Perry ran this ad against the judgment of people on his own campaign. I also find the ad to be offensive, but I’m also delighted that Perry has provided me an opportunity to compare and contrast a widespread “mythical” conception of America and its history with the actual facts. I talk about this ad nauseam in this blog and in conversation, and I find that people still are puzzled when I talk about humans as “irrational” beings informed by their own narratives rather than facts. This tidbit provides me with a concrete example.
First, Perry brings up the idea of gays in the military as somehow being offensive. I’m not going to go off on that tangent, as I’m not interested in discussing the theological issues surrounding homosexuality. To me, it’s another reason you don’t take the Bible as your literal rule book. But the Bible aside, this is a secular country, and what the Bible says is irrelevant—there is no rational reason to disenfranchise gays from any segment of society at all.
Ah, but the rest of the ad talks about “Obama’s war on religion”. Perry states that America was “intended” to be a Christian nation. I am not sure what “Obama’s war on religion” is; perhaps it’s the fact that he didn’t mention God in his Thanksgiving address. As to calling this the “holiday” season rather than the “Christmas” season—well, you can call it whatever you want, but officially you ought to include everyone, especially if you’re a government figure addressing a diverse population. I think that is sensible.
What is offensive in Perry’s ad besides the obvious homophobia is the complete and total ignorance he displays about the reality of life in this country, and American history. But you have to consider that Perry wouldn’t be where he is now if many other people didn’t also have the same level of ignorance. It is not news that people passionately believe in an America that never existed.
While some of the Founding Fathers might have been Christians, many were Deists. You can read a good summary of Deism and its influence on the American founders here. Deism does talk about belief in God, but outside the context of Christianity and Christian churches. It extolled nature and natural law over Christian belief, and was a byproduct of the Rationalist era. We don’t hear about Deism today, but a lot of its ideas have been subsumed by the Unitarian Universalists. While they don’t reject Christianity or the Bible (or any religion), they don’t give it any exceptional status, either.
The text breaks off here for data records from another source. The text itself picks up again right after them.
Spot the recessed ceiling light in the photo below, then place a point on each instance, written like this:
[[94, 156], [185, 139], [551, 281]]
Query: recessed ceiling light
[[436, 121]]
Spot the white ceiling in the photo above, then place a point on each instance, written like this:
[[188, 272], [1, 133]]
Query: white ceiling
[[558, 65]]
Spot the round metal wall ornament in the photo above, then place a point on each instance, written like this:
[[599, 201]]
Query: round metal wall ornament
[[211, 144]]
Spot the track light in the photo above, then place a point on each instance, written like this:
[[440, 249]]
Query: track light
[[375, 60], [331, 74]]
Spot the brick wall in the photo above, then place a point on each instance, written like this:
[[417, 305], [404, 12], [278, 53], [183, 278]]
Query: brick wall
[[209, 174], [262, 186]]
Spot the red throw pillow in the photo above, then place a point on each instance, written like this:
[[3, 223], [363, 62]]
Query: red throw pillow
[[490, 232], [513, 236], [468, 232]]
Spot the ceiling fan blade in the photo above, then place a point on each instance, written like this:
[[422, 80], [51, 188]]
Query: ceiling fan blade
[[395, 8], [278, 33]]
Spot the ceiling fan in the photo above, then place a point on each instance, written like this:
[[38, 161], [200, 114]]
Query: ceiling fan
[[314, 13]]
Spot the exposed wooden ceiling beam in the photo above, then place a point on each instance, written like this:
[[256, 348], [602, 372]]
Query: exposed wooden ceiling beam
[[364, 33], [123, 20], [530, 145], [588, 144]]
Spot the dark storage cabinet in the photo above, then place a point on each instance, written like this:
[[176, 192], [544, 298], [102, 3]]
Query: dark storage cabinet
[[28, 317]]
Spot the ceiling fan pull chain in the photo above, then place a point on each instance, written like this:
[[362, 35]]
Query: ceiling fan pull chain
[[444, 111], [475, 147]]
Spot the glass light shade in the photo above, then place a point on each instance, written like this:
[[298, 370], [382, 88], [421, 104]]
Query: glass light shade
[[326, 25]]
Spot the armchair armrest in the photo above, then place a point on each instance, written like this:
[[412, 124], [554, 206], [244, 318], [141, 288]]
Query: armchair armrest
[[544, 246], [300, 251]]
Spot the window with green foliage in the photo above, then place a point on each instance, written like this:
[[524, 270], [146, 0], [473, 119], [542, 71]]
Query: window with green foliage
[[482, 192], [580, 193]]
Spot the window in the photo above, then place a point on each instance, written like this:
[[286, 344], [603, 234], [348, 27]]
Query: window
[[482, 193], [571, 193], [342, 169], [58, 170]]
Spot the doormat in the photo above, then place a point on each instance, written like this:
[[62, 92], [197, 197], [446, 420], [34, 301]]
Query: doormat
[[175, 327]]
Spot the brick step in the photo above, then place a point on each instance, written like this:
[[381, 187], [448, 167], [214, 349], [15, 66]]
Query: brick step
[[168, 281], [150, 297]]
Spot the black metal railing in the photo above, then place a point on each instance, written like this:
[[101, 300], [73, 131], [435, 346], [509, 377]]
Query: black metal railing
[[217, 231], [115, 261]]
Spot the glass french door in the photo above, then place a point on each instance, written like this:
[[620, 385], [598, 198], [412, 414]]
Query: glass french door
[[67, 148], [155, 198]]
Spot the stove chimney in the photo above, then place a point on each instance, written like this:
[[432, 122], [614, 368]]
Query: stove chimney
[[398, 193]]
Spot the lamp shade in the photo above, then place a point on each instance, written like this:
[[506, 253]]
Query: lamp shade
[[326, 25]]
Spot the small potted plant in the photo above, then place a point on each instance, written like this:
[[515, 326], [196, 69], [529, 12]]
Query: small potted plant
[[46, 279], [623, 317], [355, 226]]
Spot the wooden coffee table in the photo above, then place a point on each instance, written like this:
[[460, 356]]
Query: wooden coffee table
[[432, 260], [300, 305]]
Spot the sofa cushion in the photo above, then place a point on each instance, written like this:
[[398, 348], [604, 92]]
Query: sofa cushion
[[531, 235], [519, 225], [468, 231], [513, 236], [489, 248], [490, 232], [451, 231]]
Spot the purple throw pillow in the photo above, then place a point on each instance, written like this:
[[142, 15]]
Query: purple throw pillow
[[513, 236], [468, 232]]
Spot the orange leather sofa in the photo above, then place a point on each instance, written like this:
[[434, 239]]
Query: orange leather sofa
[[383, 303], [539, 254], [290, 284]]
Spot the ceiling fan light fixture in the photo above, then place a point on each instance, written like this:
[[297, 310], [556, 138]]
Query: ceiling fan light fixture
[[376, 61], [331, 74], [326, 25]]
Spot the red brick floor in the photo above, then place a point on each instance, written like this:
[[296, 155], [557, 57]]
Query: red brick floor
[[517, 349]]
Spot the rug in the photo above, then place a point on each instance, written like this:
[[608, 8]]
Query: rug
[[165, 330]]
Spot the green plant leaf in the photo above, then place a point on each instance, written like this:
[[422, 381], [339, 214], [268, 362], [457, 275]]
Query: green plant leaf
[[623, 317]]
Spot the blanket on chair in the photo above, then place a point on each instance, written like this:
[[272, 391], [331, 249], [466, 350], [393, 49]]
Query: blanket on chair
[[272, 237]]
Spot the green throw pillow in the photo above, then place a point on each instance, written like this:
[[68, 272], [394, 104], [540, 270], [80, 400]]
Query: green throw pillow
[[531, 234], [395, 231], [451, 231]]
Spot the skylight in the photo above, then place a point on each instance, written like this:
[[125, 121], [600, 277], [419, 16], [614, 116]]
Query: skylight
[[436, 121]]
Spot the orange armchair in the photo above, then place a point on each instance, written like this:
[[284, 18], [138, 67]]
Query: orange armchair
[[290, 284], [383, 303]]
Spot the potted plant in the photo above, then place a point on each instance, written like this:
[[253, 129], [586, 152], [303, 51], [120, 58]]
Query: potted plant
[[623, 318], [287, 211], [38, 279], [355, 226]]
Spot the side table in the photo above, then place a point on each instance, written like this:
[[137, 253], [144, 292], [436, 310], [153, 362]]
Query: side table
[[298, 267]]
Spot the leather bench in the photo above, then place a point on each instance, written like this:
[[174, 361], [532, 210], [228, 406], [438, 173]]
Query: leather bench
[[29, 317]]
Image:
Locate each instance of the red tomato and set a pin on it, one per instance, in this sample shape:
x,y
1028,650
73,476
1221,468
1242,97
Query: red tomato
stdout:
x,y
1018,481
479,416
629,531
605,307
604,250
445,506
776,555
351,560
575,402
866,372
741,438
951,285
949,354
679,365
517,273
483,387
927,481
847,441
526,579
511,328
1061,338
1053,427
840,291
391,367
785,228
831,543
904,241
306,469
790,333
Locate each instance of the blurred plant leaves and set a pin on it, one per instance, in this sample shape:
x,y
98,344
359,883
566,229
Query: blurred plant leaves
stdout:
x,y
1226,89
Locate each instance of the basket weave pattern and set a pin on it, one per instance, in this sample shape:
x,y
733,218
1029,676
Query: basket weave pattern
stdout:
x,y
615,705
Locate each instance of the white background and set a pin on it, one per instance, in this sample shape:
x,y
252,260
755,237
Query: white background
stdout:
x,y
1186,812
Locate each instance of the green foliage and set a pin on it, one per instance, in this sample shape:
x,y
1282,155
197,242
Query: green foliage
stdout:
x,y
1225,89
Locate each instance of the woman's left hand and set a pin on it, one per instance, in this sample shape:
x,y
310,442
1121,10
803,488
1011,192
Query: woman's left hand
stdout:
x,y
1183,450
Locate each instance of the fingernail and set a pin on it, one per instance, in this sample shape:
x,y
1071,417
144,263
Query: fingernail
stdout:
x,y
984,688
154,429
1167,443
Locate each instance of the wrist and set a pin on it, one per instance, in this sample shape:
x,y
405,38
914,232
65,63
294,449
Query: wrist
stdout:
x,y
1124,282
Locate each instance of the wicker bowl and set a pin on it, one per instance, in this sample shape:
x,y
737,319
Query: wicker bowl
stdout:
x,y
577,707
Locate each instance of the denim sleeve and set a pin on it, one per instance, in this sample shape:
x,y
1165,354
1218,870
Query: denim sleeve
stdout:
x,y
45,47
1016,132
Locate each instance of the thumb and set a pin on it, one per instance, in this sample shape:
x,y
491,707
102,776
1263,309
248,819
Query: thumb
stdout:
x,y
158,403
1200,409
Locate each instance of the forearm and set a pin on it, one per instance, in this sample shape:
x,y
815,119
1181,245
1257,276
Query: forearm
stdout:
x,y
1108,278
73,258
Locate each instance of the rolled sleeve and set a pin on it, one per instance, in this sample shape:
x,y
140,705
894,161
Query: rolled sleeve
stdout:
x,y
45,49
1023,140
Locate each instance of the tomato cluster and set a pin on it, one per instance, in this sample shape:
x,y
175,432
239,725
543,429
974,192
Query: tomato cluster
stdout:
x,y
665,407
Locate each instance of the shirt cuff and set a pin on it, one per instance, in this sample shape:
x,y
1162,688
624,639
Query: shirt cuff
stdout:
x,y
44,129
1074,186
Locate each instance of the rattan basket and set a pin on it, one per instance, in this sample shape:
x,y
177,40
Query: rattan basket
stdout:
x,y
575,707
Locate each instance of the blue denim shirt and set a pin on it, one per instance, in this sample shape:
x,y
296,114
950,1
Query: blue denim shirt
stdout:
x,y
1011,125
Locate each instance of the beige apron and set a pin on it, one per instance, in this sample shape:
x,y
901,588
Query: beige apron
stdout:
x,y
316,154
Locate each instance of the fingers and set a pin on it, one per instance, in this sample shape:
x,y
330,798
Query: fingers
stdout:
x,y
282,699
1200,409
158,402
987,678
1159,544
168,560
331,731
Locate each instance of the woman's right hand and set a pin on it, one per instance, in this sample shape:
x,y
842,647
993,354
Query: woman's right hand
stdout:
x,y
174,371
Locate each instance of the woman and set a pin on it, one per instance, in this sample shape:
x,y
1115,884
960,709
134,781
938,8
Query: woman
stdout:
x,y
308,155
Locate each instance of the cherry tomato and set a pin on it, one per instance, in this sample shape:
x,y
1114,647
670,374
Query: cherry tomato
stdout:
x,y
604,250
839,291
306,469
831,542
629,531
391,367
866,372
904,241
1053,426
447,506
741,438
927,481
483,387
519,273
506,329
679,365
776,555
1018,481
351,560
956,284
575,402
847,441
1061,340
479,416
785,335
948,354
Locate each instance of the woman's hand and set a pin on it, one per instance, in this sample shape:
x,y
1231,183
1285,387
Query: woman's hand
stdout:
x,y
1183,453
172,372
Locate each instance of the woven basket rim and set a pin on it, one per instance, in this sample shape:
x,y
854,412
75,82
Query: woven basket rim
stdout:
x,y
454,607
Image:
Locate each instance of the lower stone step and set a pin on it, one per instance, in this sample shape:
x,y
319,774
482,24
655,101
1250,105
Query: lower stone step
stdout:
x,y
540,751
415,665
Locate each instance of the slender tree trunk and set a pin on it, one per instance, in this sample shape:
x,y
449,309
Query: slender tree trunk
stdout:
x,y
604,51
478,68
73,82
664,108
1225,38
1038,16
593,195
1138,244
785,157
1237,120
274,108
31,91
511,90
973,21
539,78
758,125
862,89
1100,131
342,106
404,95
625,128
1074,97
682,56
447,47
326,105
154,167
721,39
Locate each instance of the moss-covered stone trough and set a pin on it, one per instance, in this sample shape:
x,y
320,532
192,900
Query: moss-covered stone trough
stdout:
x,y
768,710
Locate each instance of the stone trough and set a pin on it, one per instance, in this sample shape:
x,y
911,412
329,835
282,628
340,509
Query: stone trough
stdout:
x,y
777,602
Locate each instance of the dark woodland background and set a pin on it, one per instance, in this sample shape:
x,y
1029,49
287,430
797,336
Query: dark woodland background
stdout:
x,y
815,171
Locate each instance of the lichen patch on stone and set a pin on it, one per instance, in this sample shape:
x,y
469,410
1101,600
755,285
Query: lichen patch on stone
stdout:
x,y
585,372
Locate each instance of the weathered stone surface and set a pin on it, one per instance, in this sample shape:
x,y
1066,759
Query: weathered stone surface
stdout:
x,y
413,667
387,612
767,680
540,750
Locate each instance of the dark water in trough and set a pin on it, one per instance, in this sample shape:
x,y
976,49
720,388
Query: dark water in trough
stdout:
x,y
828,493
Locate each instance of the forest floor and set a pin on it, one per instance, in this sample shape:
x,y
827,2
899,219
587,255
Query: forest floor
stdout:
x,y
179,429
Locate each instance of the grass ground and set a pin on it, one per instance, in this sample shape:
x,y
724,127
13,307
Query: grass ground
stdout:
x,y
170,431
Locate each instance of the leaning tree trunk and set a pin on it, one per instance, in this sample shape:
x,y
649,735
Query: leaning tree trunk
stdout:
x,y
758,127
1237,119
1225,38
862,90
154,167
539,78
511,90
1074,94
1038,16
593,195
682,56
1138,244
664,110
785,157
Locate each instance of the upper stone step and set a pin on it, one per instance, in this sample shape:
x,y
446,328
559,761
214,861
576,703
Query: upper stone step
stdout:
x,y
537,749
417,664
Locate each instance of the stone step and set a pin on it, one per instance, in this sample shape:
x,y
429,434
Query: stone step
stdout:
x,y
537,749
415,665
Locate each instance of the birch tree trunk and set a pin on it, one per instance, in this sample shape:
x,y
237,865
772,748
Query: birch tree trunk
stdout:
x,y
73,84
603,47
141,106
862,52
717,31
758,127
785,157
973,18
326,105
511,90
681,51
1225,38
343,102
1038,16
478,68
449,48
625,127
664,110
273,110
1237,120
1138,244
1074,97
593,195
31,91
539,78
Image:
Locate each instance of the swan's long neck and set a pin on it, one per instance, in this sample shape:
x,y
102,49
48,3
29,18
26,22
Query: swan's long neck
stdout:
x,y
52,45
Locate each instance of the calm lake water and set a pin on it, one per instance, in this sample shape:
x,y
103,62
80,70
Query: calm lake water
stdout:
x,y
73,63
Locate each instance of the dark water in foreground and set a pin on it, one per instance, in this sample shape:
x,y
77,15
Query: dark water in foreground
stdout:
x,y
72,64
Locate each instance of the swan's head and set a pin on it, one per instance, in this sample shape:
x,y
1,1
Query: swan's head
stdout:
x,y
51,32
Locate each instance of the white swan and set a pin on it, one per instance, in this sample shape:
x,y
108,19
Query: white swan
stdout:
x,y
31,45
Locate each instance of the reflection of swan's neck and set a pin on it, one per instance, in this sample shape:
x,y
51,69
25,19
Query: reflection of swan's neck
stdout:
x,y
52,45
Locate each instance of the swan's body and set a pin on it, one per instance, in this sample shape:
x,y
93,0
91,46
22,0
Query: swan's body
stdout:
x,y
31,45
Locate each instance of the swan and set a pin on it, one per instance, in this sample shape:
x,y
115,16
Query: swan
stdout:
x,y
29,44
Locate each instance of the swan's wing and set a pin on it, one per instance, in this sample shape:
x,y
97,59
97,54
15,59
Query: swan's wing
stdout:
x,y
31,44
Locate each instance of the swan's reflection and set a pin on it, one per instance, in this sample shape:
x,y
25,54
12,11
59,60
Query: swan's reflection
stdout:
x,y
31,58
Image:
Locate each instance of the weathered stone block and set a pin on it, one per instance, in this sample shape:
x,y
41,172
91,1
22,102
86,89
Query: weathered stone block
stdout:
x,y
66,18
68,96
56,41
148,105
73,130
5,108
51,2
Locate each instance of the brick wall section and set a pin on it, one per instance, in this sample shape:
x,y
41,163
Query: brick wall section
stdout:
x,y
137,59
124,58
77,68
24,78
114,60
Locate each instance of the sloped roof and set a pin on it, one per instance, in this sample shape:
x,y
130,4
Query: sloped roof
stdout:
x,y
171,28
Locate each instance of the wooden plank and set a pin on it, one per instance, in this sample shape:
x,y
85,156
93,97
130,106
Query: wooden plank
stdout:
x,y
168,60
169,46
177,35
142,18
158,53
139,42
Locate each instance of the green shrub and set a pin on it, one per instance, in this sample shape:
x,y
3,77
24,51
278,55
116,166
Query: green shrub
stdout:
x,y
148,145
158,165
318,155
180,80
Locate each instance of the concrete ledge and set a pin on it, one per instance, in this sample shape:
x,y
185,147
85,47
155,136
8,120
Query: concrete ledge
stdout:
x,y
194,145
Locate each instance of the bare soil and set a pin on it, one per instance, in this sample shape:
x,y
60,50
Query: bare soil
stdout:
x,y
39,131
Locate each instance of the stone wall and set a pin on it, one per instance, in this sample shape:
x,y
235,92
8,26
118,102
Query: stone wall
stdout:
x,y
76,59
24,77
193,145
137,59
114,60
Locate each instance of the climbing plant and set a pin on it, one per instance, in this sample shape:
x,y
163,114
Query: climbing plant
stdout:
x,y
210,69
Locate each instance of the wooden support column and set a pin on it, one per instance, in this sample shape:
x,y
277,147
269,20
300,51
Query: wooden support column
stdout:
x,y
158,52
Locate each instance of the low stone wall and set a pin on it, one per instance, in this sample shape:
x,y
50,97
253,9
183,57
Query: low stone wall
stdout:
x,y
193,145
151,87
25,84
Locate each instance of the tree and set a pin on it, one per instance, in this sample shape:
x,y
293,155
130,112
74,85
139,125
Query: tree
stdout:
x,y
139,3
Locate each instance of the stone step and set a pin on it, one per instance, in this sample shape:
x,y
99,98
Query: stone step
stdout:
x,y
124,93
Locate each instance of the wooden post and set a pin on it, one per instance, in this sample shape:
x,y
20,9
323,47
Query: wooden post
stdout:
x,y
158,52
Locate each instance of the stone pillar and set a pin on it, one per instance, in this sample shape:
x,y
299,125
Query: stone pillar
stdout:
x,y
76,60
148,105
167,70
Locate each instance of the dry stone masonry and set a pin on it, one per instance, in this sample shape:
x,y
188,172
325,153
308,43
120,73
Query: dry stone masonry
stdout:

Hence the “universalist” part—it includes everyone, regardless of belief.
As to the rest of the “war on Christmas”, gleefully picked up by Fox News, Jon Stewart has done his usual admirable job of demythologizing that claim:
|The Daily Show With Jon Stewart
|Mon - Thurs 11p / 10c
|Tree Fighting Ceremony
There is an obvious disconnect between facts and the story being told by Perry and by Fox News, which should surprise no one. But it is clear that in spite of facts, those who believe in Perry’s version of America are not interested in facts—they are interested in their version of the American story, which is a reflection of their own upbringing and their own personal issues. Ideas that tend to exclude or demonize others can be classified as “xenophobic”—they represent a fear of difference, and hence a fear of change (and ultimately of death and the unknown). The attitude towards difference is negative, and Fox has been so successful as a “news” channel because it taps directly into that negative current and validates it. Hand-in-hand with the xenophobia is a sense of victimhood--that the "real" America is "under attack", and that specifically real "Christians" are under attack.
And so it goes, back to Rick Perry.
With the economy near collapse, attempts to cut needed services so that the wealthy are not inconvenienced, recent crackdowns on free speech, and attempts to pass new laws to detain “suspicious” Americans “indefinitely” without trial, it’s not surprising that even those who are more rationally minded would be fearful of what’s next. But America is not collapsing because it's not "Christian" enough, it's collapsing because of bad economic practice. But--understanding the human tendency towards narrative--is it possible to get away from a culture of fear, and take a courageous step towards a new national mythology? Can we look at the New Colossus with new eyes?
Probably not in my lifetime; the collective psyche is a challenging monster.